The governments of Laos and Myanmar are looking to new horizons and e-commerce to boost trade and create jobs.
Both countries asked the United Nations Conference on Trade and Development (UNCTAD) to carry out a Rapid e-Trade Readiness Assessment to guide them in building the right “e-commerce ecosystems” and provide their policymakers with a blueprint for harnessing the economic and developmental potential offered by online trade.
The reports were showcased on the first day of e-Commerce Week on 16 April.
In Laos, interest in e-commerce has been triggered by a drive towards services-led growth, along with the country’s integration into ASEAN and the negotiations on a Regional Comprehensive Economic Partnership (a free trade agreement between the 10 ASEAN states and the six states with which ASEAN has existing free trade agreements).
With its latest assessments of these two Southeast Asian countries, UNCTAD has now covered e-trade readiness of all three least developed countries in ASEAN (the other is Cambodia) and provided a major boost to these countries’ implementation of the ASEAN’s 2017-2025 Work Programme on E-Commerce.
In Detail: Myanmar
Only a decade ago SIM cards cost upwards of $3,000 in Myanmar, compared to $1.50 now. This has been brought about by an expanding and highly competitive telecommunications market.
High mobile phone use (close to 100%) and smart-phone penetration of 80% offer unprecedented opportunities to use e-commerce as an economic driver.
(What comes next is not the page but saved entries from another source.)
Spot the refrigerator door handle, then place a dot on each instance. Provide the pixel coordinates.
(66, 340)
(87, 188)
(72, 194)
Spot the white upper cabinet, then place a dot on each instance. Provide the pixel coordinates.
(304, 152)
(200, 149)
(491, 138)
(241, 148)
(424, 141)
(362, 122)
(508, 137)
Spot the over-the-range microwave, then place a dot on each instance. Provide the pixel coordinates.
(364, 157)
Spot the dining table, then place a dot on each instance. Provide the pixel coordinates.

This is apt, given the fast pace of private sector growth, but it also presents challenges – internet users heavily rely on Facebook for access to information.
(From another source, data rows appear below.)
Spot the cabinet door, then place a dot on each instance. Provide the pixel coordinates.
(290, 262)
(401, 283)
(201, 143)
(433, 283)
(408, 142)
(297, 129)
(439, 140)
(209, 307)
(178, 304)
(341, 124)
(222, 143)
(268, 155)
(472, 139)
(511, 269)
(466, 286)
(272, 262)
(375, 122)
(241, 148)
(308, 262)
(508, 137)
Still, the move from a cash-only to a cashless society remains a long-term goal in a country where only 6% of the population has a bank account, and the use of card payments is rare.
In Detail: Laos
The economy of Laos has continued to show signs of a resurgence over the last several years, and there has been a noticeable shift in its economic outlook.
Interest in the digital economy is triggered by a renewed focus on trade, and especially services. Technology will be an important driver.
It is also essentially a mobile-only country, meaning that 96% of the population who access internet do so on their mobile phones.
However, the country is one of the most expensive in the world when it comes to using information and communications technology: it was recently ranked by International Telecommunication Union as 144 out of 166 countries for the cost of using IT and telecoms services. Unlike Myanmar, mobile money has not yet been taken off, owing to regulatory concerns.